My research in a nutshell
Moore's law is doubling the number of transistors every second year on a single
chip of silicon, which is predicted to be continued for the next decade. We
computer architects have consensus, that in order to increase the performance
on the chip, a large number of transistors are required. However, it is not
yet clear how to use these transistors to improve performance. Many-cores
systems seems to be a promising approach. We, in a group, are targeting future
general-purpose many-cores computers, to promote that not only threads should
be in hardware, but also the concurrency management should be in hardware to
achieve the maximum possible performance with less power consumption.
Design space exploration is required for these complex systems on chip. While
high-level simulations are most commonly used in embedded systems, for design
space exploration but it is a relatively new research direction to use
high-level simulation for general-purpose computers. My research work has
investigated different high-level simulation techniques to provide framework
for the design space exploration of the future many-cores systems. These
simulations aim for short development time, less complexity, high simulation
speed and reasonable accuracy.
That is the hardware part. But Wirth's law states that "Software is becoming
bigger and slower much more rapidly than hardware is getting faster".
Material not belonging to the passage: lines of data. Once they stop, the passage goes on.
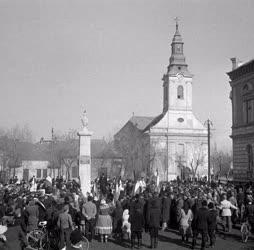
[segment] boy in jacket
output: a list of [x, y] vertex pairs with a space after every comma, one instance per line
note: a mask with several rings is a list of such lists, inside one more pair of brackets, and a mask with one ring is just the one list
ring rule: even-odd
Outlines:
[[210, 246], [212, 248], [214, 248], [215, 241], [216, 241], [215, 231], [216, 231], [216, 227], [217, 227], [218, 212], [214, 208], [213, 202], [210, 202], [208, 204], [208, 209], [209, 209], [209, 212], [208, 212], [208, 235], [210, 238]]

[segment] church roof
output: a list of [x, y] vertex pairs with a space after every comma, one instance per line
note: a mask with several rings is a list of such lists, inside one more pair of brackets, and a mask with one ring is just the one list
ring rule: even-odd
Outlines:
[[154, 117], [151, 116], [132, 116], [129, 122], [139, 130], [144, 130], [153, 120]]

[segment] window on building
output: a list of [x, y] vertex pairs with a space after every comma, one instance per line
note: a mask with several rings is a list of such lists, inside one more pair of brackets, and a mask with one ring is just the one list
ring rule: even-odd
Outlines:
[[42, 175], [43, 175], [43, 178], [47, 178], [47, 175], [48, 175], [47, 169], [42, 170]]
[[78, 178], [78, 166], [72, 167], [71, 176], [72, 176], [72, 178]]
[[245, 124], [254, 122], [254, 99], [243, 101], [243, 118]]
[[179, 156], [184, 156], [184, 144], [178, 144], [177, 153]]
[[177, 88], [177, 98], [178, 99], [183, 99], [184, 98], [184, 96], [183, 96], [183, 86], [182, 85], [178, 86], [178, 88]]
[[248, 169], [251, 170], [253, 167], [253, 148], [252, 145], [247, 145], [246, 147], [247, 156], [248, 156]]
[[41, 179], [41, 169], [36, 170], [36, 178]]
Researchers are working in order to achieve maximum possible performance in
executing large/big software. Parallel/distributed programming techniques seem
to be promising models to achieve the maximum possible utilization of existing
multi-cores or future many-cores systems. But these models become very
inefficient when locks are involved, difficult to debug and not so easy for
programmer. We, in a group, are working in high-level, lock-less, parallel and
distributed programming models for multi-cores many-cores systems. The main
focus is to provide a high-level programming interface by avoiding locks to
achieve efficiency and increase the productivity of the programmer. My research
is focused more on the distributed high-level programming models for multi-core
and many-cores systems and in the future will include GPGPU techniques. My
research also includes large scale distributed systems.
Keywords of my research Interests
Concurrenct systems, many-cores systems, distributed programming, parallel
programming, architectural simulations, high-level simulations, design space
exploration and high-level abstractions in parallel/distributed programming.